I too had assumed that Microsoft had moved forward from the security disaster known as Windows 98. This delightful piece of junk offered a login screen where you could input the Username and password. In the event that you did not know this information you could just hit ‘cancel’ and you had full access to the computer anyway!

Microsoft countered with the release of XP, this we were told combined the usability and friendliness of Win/98 with the robust security of the NT and Win 2000 business systems. This too was a bit of a security disaster. Using a Linux bootdisk and not very much effort you could access the user data. I never had the need to try it, but it seemed pretty trivial.

The next major Microsoft upgrade was the wonderful world of Vista. Once again the subject of security was touted. This was a system that was bullet proof.

I had no idea if these claims were true, and no inclination to explore. I had ditched Windows for more fertile ground. I found that Linux offered a more stable environment. One that did not seem to involve constant reloads and reboots.

Several months ago a cousin of my wife asked me if I would take a look at her computer. She was suffering not from the Blue Screen Of Death, but the Black Screen Of Death. Turn it on, and nothing happens!

A quick look revealed that the most likely culprit was the motherboard, of course the computer in question was one of those delightfully proprietary brands. My advice for years has been, if you want to by a washing machine buy a Maytag, if you want to buy a computer, walk down the row of available computers, if you recognize the brand name, keep walking!

“Just hang on to it till I have some money for parts”.

I found some generic parts, and with a little modification got everything back in the case. New motherboard, processor that was twice the speed, and faster ram, total cost was less than 50% of just buying the proprietary motherboard.
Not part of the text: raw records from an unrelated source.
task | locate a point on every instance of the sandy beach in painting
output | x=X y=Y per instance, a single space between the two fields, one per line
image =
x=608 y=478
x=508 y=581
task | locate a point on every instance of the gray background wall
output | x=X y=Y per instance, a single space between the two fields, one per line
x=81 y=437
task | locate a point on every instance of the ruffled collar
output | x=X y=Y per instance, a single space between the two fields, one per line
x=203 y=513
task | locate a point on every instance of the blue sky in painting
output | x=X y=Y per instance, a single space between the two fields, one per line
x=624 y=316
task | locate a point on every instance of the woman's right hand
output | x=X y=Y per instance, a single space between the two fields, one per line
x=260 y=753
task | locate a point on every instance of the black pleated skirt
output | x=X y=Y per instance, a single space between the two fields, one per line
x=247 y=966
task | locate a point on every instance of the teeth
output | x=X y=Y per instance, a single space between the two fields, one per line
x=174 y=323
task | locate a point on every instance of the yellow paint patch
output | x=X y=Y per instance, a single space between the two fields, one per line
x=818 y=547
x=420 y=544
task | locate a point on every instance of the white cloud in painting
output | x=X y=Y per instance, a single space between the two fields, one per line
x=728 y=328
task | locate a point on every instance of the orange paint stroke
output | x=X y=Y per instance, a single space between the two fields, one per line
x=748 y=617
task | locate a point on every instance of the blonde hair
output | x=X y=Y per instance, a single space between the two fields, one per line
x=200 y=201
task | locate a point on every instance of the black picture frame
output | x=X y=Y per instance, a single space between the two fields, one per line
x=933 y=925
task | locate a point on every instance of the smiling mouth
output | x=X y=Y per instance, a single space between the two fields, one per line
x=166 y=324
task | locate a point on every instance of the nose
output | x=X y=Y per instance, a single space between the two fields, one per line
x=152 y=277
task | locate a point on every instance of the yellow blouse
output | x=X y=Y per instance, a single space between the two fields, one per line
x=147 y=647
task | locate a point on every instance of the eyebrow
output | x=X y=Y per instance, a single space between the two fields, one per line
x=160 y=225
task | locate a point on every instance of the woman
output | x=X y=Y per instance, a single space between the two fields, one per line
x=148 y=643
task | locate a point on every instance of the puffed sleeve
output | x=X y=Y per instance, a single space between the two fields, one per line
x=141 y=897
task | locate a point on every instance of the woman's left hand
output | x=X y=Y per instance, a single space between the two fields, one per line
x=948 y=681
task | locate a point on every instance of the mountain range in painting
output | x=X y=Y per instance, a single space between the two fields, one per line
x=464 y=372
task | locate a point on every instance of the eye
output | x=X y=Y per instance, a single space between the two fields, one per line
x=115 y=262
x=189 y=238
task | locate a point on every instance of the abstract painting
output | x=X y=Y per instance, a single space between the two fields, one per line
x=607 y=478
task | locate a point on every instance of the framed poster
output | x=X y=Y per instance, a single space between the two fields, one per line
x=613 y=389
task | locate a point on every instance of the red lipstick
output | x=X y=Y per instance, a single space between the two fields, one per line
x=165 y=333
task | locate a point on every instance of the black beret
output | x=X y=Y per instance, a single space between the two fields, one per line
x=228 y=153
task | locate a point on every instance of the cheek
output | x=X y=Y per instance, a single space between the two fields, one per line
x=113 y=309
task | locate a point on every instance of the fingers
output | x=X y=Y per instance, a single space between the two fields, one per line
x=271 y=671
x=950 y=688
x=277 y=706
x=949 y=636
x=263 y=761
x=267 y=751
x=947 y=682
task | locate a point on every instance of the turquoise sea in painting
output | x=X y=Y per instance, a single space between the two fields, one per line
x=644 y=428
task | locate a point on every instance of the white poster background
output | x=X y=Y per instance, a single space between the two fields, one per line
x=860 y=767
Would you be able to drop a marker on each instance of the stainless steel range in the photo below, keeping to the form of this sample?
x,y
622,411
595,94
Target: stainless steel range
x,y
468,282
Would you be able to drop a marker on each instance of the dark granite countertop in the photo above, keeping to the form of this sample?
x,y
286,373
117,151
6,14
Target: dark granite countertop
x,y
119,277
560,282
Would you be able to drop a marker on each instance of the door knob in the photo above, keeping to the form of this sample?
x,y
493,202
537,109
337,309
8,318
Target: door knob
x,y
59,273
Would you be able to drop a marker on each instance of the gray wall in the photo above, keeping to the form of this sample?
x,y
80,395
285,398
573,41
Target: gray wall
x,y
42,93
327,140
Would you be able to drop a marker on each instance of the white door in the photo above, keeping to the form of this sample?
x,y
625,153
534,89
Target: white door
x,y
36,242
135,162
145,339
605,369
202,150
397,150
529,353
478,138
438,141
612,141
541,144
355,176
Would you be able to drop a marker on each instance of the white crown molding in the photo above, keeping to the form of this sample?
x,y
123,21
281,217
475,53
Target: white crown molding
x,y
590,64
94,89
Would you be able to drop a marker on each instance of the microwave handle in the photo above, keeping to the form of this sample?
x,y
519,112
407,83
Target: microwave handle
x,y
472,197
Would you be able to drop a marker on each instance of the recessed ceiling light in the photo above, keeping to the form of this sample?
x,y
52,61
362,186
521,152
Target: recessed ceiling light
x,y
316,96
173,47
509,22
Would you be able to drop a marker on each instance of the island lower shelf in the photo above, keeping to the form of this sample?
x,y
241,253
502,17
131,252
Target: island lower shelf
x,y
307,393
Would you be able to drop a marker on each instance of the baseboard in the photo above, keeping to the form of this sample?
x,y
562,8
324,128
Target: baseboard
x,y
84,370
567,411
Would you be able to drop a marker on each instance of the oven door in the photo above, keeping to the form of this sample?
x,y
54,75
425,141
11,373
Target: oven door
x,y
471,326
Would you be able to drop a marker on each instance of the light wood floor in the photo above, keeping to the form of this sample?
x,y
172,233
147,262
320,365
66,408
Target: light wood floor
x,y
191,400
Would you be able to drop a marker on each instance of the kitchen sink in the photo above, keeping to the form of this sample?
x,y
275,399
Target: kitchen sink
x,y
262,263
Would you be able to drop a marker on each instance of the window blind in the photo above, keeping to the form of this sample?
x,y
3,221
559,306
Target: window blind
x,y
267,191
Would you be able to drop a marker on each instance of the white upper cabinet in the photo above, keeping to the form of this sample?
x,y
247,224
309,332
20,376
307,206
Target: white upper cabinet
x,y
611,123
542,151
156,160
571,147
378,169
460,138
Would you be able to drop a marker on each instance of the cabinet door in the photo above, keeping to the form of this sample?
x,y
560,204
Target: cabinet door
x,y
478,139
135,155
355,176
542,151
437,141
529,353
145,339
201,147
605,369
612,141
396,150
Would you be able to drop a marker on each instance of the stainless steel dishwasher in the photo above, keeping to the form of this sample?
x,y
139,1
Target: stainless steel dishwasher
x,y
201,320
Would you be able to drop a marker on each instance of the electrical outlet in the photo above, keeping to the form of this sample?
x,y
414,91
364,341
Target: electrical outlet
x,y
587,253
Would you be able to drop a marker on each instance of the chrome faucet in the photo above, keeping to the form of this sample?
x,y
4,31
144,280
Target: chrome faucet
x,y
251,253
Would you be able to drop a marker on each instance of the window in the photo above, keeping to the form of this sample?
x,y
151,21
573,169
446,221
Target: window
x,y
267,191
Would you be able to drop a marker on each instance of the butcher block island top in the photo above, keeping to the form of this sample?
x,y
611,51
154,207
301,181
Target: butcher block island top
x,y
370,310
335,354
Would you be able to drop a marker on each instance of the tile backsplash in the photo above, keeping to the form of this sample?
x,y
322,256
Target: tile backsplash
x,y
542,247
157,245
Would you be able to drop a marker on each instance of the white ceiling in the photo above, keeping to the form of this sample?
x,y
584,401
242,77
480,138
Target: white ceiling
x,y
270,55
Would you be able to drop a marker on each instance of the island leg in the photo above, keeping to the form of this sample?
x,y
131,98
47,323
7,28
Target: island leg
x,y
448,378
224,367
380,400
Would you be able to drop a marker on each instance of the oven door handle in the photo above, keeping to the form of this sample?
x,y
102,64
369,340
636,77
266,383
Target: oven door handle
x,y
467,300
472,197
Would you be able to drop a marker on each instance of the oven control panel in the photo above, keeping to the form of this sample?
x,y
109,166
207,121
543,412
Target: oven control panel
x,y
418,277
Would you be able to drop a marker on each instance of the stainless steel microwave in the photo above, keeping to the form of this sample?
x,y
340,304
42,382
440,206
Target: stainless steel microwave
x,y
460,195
Life is good! I power it up, and low and behold, Windows Vista boots up. Great news. I am presented with a login screen. A quick call to the owner reveals that ‘Houston we have had a problem’, she has no idea what the password might be.

It would have been easy to just reload Vista, but then all of her settings and likely, data and pictures would have been lost.

Early this morning I decided to have another kick at the problem. It took me less than five minutes to locate a piece of bootable software to remove the forgotten password. It was not gleaned from some ‘black hat’ hacker site. It was freely available for the mainstream. It claims to work on all versions of Windows, including Windows 7. Within 5 minutes of burning the CD I was into the system.

The moral to this story…. Windows security is about as good as using Saran Wrap as a method of birth control!